Canadian Sweets and Treats’ website says:
“Canadian Sweets & Treats (For the U.S. Eh?) was founded in Washington, DC in 2010 when, during the course of a friendly conversation about the greatest desserts of all time (ranging from the wholesome goodness of a Granny Smith Apple Pie to the sublime perfection of Pistachio Crème Brule), someone (out of respect for whom we have promised anonymity) asked a stunningly simple, but wholly unexpected question: “What’s a Butter Tart?”
There was a moment of silence while baffled glances were exchanged. Somebody gasped and another shook her head in silent disbelief, until those of us who had grown up with the gooey goodness of walnuts and currents drowning in a sweet buttery syrup inside a perfect pastry shell slowly began to explain the transcendent qualities of one of the finest delicacies known to modern civilization – the traditional Canadian Butter Tart.
From there, the thirst for Canadian culinary knowledge seemed insatiable. “Tell us about Nanaimo Bars” demanded our American-born friends. So we described British Columbia’s famous concoction of creamy vanilla custard filling between a cookie crumb-cocoa coconut base and bitter sweet chocolate coating. We searched for words that would do justice to the flavorful explosion that is Canada’s amber maple syrup when drizzled with chocolate over a freshly baked chestnut tarte – and a topping of Saskatoon Berry syrup on a fresh Tarte au Citron.

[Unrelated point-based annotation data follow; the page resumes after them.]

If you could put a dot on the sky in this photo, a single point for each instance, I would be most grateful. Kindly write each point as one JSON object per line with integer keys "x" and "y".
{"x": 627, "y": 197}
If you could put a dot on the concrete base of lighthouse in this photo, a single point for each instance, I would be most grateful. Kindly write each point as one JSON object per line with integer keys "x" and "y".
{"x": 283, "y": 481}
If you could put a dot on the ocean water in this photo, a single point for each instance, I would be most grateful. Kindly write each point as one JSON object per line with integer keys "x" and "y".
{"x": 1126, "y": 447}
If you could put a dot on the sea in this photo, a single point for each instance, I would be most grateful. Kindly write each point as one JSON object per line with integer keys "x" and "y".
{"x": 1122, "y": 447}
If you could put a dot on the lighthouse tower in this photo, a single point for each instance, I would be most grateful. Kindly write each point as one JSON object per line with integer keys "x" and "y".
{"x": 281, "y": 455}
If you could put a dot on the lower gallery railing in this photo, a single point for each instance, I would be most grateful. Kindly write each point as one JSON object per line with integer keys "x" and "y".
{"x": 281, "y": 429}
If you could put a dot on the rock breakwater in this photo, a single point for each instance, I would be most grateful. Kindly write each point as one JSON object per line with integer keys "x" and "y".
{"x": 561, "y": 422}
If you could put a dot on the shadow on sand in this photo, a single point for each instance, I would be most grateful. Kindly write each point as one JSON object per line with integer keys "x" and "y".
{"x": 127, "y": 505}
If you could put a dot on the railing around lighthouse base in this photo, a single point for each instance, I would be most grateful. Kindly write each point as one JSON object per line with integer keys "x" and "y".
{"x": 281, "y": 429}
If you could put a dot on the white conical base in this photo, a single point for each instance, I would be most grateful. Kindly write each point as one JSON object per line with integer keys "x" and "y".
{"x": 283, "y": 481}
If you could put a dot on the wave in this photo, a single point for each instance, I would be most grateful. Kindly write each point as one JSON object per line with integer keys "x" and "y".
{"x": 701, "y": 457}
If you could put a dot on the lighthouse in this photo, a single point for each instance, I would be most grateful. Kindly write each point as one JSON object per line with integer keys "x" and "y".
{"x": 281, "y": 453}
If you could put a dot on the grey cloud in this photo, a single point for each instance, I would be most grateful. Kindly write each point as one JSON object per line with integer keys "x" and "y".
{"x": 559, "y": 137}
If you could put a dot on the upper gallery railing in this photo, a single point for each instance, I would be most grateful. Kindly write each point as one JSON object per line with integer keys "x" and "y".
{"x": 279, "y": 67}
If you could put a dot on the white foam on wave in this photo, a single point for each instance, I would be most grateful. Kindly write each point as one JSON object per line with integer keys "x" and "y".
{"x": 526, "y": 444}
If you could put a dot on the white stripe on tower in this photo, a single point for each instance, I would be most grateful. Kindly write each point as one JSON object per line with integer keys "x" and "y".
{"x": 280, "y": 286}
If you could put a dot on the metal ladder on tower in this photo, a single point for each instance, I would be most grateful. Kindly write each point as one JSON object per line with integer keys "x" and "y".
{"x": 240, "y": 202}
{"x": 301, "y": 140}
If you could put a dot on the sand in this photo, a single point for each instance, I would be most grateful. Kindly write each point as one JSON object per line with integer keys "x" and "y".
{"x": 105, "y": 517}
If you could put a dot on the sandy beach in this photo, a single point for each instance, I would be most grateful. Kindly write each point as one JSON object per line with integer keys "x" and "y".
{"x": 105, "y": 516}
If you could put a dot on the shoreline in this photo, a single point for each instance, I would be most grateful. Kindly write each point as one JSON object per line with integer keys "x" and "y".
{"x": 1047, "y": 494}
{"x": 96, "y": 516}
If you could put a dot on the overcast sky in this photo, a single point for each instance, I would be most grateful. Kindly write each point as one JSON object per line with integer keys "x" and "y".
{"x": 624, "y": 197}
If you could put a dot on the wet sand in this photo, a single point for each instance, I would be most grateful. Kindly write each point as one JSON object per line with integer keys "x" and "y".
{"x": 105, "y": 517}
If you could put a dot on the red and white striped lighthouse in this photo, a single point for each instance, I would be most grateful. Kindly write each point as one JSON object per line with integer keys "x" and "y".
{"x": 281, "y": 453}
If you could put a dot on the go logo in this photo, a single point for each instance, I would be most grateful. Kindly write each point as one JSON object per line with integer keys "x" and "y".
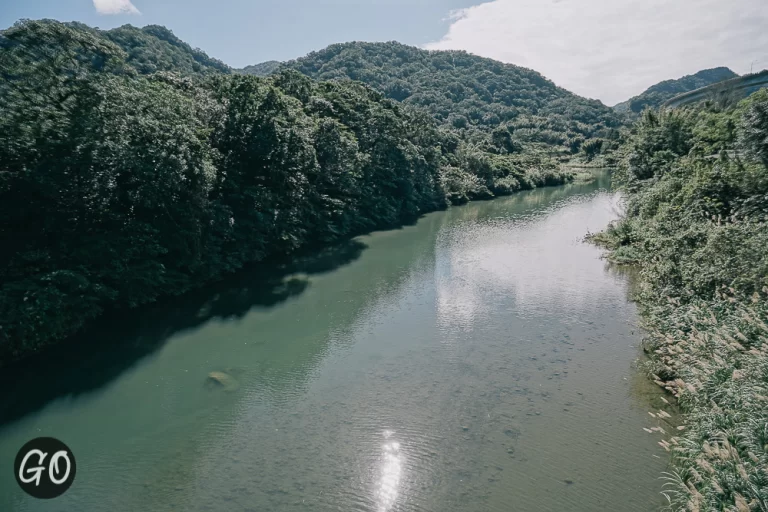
{"x": 45, "y": 468}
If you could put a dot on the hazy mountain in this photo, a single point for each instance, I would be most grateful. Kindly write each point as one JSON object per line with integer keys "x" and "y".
{"x": 465, "y": 91}
{"x": 261, "y": 69}
{"x": 657, "y": 94}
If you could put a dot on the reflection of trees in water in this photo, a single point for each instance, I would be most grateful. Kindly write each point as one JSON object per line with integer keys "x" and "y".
{"x": 120, "y": 339}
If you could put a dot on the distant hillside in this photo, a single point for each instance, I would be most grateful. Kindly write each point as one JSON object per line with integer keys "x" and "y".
{"x": 262, "y": 69}
{"x": 469, "y": 93}
{"x": 155, "y": 48}
{"x": 657, "y": 94}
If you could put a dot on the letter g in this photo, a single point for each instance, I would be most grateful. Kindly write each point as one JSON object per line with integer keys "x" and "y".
{"x": 37, "y": 470}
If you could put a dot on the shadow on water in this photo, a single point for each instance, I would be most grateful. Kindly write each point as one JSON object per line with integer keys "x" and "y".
{"x": 120, "y": 339}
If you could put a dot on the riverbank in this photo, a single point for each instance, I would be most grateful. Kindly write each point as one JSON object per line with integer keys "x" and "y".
{"x": 456, "y": 364}
{"x": 697, "y": 229}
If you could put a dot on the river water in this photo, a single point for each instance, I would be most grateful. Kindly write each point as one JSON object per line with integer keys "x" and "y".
{"x": 480, "y": 360}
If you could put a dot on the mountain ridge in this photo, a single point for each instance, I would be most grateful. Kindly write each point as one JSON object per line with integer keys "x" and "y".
{"x": 655, "y": 95}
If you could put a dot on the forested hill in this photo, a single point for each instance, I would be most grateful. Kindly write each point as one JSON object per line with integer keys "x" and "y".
{"x": 261, "y": 69}
{"x": 155, "y": 48}
{"x": 118, "y": 187}
{"x": 657, "y": 94}
{"x": 466, "y": 92}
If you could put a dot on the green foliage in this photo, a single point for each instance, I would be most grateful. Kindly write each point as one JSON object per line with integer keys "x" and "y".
{"x": 118, "y": 187}
{"x": 754, "y": 127}
{"x": 654, "y": 96}
{"x": 261, "y": 69}
{"x": 472, "y": 94}
{"x": 697, "y": 222}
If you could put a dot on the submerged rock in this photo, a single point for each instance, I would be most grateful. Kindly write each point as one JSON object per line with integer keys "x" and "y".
{"x": 222, "y": 380}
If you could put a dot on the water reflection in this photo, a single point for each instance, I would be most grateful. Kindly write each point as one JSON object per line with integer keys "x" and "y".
{"x": 391, "y": 473}
{"x": 526, "y": 259}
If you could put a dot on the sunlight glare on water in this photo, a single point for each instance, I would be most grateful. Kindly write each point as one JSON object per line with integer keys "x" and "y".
{"x": 481, "y": 360}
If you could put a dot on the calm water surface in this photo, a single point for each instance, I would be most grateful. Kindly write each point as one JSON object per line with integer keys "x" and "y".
{"x": 480, "y": 360}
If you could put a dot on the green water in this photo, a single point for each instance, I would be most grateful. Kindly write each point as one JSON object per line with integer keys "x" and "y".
{"x": 480, "y": 360}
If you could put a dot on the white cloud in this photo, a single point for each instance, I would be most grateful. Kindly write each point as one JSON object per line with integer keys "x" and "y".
{"x": 614, "y": 49}
{"x": 115, "y": 7}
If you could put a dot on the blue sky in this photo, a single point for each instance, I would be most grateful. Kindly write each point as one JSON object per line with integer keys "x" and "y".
{"x": 605, "y": 49}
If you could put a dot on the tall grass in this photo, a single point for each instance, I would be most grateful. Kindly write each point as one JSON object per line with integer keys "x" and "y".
{"x": 696, "y": 185}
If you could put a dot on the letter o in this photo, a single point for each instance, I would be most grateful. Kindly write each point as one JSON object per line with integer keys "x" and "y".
{"x": 55, "y": 464}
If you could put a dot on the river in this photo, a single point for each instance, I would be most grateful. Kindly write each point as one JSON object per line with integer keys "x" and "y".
{"x": 479, "y": 360}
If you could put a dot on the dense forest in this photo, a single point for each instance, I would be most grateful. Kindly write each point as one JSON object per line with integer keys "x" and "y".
{"x": 261, "y": 69}
{"x": 654, "y": 96}
{"x": 121, "y": 182}
{"x": 696, "y": 221}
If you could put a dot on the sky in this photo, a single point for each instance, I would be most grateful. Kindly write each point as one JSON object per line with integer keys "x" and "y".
{"x": 605, "y": 49}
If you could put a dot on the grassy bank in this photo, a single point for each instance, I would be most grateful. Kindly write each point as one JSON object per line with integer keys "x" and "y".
{"x": 696, "y": 184}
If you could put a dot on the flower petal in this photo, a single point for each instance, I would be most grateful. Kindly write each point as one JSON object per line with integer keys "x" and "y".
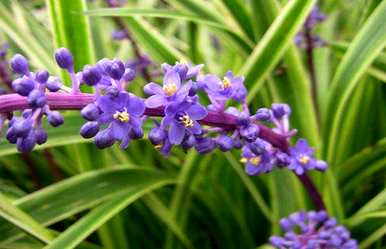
{"x": 155, "y": 101}
{"x": 172, "y": 77}
{"x": 120, "y": 130}
{"x": 135, "y": 106}
{"x": 153, "y": 88}
{"x": 196, "y": 112}
{"x": 176, "y": 133}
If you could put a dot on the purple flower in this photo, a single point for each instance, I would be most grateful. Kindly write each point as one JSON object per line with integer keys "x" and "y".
{"x": 219, "y": 91}
{"x": 171, "y": 92}
{"x": 302, "y": 158}
{"x": 182, "y": 119}
{"x": 185, "y": 71}
{"x": 122, "y": 113}
{"x": 257, "y": 157}
{"x": 311, "y": 230}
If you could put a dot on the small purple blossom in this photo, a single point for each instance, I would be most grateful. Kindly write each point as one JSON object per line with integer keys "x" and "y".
{"x": 181, "y": 119}
{"x": 172, "y": 91}
{"x": 122, "y": 115}
{"x": 302, "y": 158}
{"x": 311, "y": 230}
{"x": 257, "y": 157}
{"x": 219, "y": 91}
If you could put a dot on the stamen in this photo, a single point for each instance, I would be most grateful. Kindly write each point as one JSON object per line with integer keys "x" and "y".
{"x": 255, "y": 160}
{"x": 226, "y": 83}
{"x": 186, "y": 121}
{"x": 304, "y": 160}
{"x": 123, "y": 117}
{"x": 170, "y": 89}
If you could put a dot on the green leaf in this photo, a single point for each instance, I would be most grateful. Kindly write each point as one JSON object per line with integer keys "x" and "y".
{"x": 76, "y": 194}
{"x": 374, "y": 237}
{"x": 71, "y": 237}
{"x": 153, "y": 42}
{"x": 257, "y": 197}
{"x": 375, "y": 203}
{"x": 272, "y": 46}
{"x": 295, "y": 87}
{"x": 362, "y": 51}
{"x": 72, "y": 29}
{"x": 26, "y": 41}
{"x": 22, "y": 220}
{"x": 181, "y": 194}
{"x": 165, "y": 215}
{"x": 357, "y": 219}
{"x": 68, "y": 133}
{"x": 161, "y": 13}
{"x": 242, "y": 17}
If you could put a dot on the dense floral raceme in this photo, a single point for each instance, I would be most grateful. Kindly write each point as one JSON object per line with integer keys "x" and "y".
{"x": 173, "y": 108}
{"x": 312, "y": 230}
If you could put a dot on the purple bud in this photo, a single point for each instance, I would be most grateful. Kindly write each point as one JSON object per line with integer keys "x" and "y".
{"x": 263, "y": 114}
{"x": 89, "y": 129}
{"x": 279, "y": 110}
{"x": 205, "y": 145}
{"x": 249, "y": 132}
{"x": 40, "y": 136}
{"x": 36, "y": 98}
{"x": 23, "y": 86}
{"x": 53, "y": 84}
{"x": 285, "y": 224}
{"x": 116, "y": 69}
{"x": 26, "y": 144}
{"x": 282, "y": 159}
{"x": 321, "y": 165}
{"x": 136, "y": 132}
{"x": 21, "y": 128}
{"x": 19, "y": 64}
{"x": 42, "y": 76}
{"x": 55, "y": 118}
{"x": 129, "y": 75}
{"x": 27, "y": 113}
{"x": 224, "y": 143}
{"x": 91, "y": 75}
{"x": 103, "y": 65}
{"x": 90, "y": 112}
{"x": 157, "y": 135}
{"x": 104, "y": 139}
{"x": 188, "y": 142}
{"x": 64, "y": 59}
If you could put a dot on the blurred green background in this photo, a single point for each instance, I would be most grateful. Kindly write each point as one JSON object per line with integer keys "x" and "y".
{"x": 68, "y": 194}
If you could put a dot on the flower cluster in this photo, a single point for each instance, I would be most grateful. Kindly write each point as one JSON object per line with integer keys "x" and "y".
{"x": 179, "y": 118}
{"x": 304, "y": 38}
{"x": 310, "y": 230}
{"x": 26, "y": 131}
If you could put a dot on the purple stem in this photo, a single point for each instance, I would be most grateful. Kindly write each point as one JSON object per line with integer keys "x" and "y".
{"x": 67, "y": 101}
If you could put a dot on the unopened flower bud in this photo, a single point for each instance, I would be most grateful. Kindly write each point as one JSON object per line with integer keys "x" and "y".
{"x": 19, "y": 64}
{"x": 64, "y": 59}
{"x": 55, "y": 118}
{"x": 89, "y": 129}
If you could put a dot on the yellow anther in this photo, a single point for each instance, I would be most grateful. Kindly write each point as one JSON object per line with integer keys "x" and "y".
{"x": 170, "y": 89}
{"x": 226, "y": 83}
{"x": 255, "y": 160}
{"x": 304, "y": 159}
{"x": 186, "y": 121}
{"x": 158, "y": 146}
{"x": 122, "y": 116}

And in no time, we were detailing the pleasure of harvesting grapes from the tender fruit lands of southwestern Ontario where Canada’s award-winning ice wine is produced, and which, when used in the baking of biscotti that are later served with that same sweet vintage has been known to make grown men weep with joy.
The epicurean journey of discovery didn’t end there. Recalling our own childhood, we recounted the merriment of maple syrup “boils” when the new sap was cooked over a campfire while we stripped bark from tree branches and used them for stirring. Once they were well coated in the molten syrup, we would plunge them into the snow to create instant maple sugar toffee. The remaining syrup was cooked down into maple sugar candies and along with les Tartes Au Sucre (Sugar Pies) was packaged for sale at the nearby farmer’s market.
It was deeply rewarding to enlighten our friends to delights of our Canadian culinary culture; yet curiously unsettling because of the gastronomic inequity it exposed. Why should Americans – our best friends, our allies, and trading partners – be dispossessed of that which every Canadian can enjoy?
We devoted a lot of time and energy determining how to best to redress this egregious imbalance in the Canada-US relationship and establish a fair and equitable treat balance between the greatest neighbors in the world. Our considered solution is this bakery: Canadian Sweets & Treats (For the US Eh?).
We are absolutely delighted that you have found us – and look forward to a long and intensely satisfying relationship.”